既に呪文の詠唱のしすぎで喉がガラガラだ。それでも俺の魔力が尽きる気配が無い。まだまだいくらでも魔法がつかえそうだ。喉がもたないけどね。まさか魔力量よりも先に喉に限界がくるとは……。
ちょっと小休止だ。
世界樹はいまや普通の木の大きさになっている。ドラゴンを軽く超える魔力反応もオーガ並みになった。断末魔の叫びのような魔力はほとんど感じられない。歪過ぎる魔力は影を潜め、神々しさを感じる。
小鳥の囀りが聞こえきた。周囲を見るといつの間にか小鳥が集まって来ている。
お前らも姫のお目覚めを待ち望んでいるのか。もう少しだから待ってろよ。
俺は小鳥の応援を背に呪文の詠唱を再開した。
◆◇◆◇◆◇◆◇◆◇
空耳? これは歌っている!?
断末魔の叫びを発しているようだった世界樹の魔力が小鳥の囀りに合わせて旋律を奏でていた。
魔力が喜んでいるよ……。
不思議と頭と身体の疲れが抜けていく。この歌が原因?
よくわからんが、体力気力が漲ってくる。
ついでに精力も漲ってきた……。
ギンギンで痛いよ。これは外から見ても俺の暴れん坊が確認できてしまうな。
こういう時は堂々とするに限る。知らんぷりだ。
俺は膨らんだズボンの前を隠しもせず詠唱を再開した。
◆◇◆◇◆◇◆◇◆◇
世界樹の歌?のおかげか、ガラガラだった声も治っていた。
世界樹を見ると最終段階に入った事がわかる。
遂に世界樹を閉じ込めている魔法の本体が姿を現した。
世界樹は禍々しい黒色の魔力で出来た蔓で雁字搦めになっている。蔓には小さな棘が飛び出しており、世界樹の幹に傷を付けていた。
これで最後だな。
蔓のみに命中させないと世界樹の本体に傷を付けてしまう。
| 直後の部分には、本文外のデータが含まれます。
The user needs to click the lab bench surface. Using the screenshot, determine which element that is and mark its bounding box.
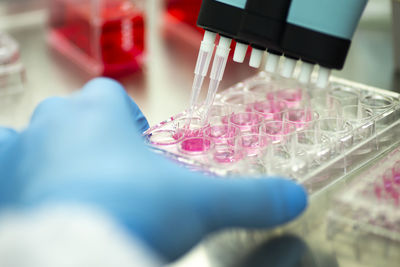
[0,0,400,267]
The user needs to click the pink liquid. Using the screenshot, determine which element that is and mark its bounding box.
[286,109,314,130]
[392,161,400,184]
[374,185,382,200]
[181,138,211,152]
[241,135,267,156]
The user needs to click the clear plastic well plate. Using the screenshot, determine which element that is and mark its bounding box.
[145,72,400,196]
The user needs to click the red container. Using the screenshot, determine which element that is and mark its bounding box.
[48,0,145,77]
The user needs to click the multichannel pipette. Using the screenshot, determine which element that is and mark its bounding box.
[189,0,367,123]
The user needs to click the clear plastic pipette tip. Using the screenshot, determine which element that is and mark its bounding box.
[186,31,217,128]
[203,36,232,120]
[317,66,332,88]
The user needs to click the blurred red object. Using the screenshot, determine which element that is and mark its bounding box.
[48,0,145,77]
[167,0,204,33]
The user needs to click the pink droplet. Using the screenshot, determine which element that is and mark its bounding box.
[214,147,243,163]
[374,185,382,200]
[181,138,211,152]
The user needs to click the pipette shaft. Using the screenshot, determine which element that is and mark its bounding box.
[204,36,232,119]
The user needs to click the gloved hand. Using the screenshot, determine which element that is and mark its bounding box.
[0,78,307,260]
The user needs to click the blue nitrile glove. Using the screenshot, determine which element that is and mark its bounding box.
[0,78,307,259]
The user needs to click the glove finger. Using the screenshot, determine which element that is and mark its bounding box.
[82,78,149,133]
[31,96,68,124]
[0,127,18,147]
[196,178,307,230]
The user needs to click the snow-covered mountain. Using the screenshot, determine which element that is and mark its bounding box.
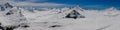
[0,3,120,30]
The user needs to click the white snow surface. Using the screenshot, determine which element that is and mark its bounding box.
[0,8,120,30]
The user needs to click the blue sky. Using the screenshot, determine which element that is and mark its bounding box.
[0,0,120,9]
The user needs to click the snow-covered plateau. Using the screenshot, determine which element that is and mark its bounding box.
[0,3,120,30]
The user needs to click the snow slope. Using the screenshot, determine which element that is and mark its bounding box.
[0,3,120,30]
[15,6,120,30]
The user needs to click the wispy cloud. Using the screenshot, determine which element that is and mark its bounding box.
[0,0,66,7]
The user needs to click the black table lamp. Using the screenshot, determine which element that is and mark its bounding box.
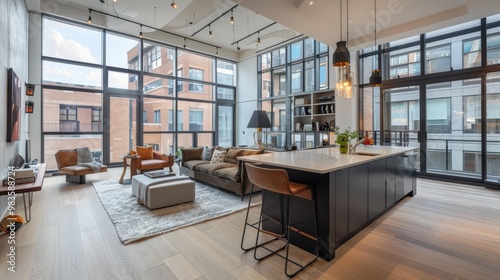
[247,110,271,149]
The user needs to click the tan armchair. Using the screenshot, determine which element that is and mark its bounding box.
[136,147,174,173]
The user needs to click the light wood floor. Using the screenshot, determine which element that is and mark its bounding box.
[0,168,500,280]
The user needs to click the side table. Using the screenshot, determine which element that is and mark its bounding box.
[118,155,141,184]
そして魔法の威力が弱いと鎖を断ち切れない。
最高峰の精度と威力を備えた魔法が必要だ。
俺は一切迷わずに呪文の詠唱を始めた。
【静謐なる氷、悠久の身を矢にして貫け、アイシクルアロー!】
パリン! パリン! パリン!
魔力でできた蔓の断ち切り音はガラスを割るような音だった。これは世界樹を縛り付けていた魔法を破る音なのか。
世界樹の魔力の神々しさが増していく。
気が遠くなる程の長い期間、縛り付けられていた世界樹。その呪縛を解き放った今、存分に魔力を周囲に発している……。
これは凄いな……。
軽くドラゴンの魔力量を超えているよ。たぶん俺には劣るけど、スミレと良い勝負かも。
ただ、魔力の高貴さは比べる者がいないな。圧倒的な高貴さ。これは俺には一生出せんよ。
世界樹が金色に光っていく。それに伴い樹木の形をした世界樹が薄くなる。その中心に人型が実体化していく。
光がその中心の人型に収束して、光るのが収まった。
人型は先程出会った恐怖を覚えるくらいの美人さん。しかし何故か魔力で見た時と比べて若い?
人間の28歳前後に見えていたが、今は16歳前後に見える。なんで若返るの?
16歳くらいのあどけなさを感じるため、恐怖を覚える容姿が少しだけ和らいでいる。それでも怖いくらい美人だけど……。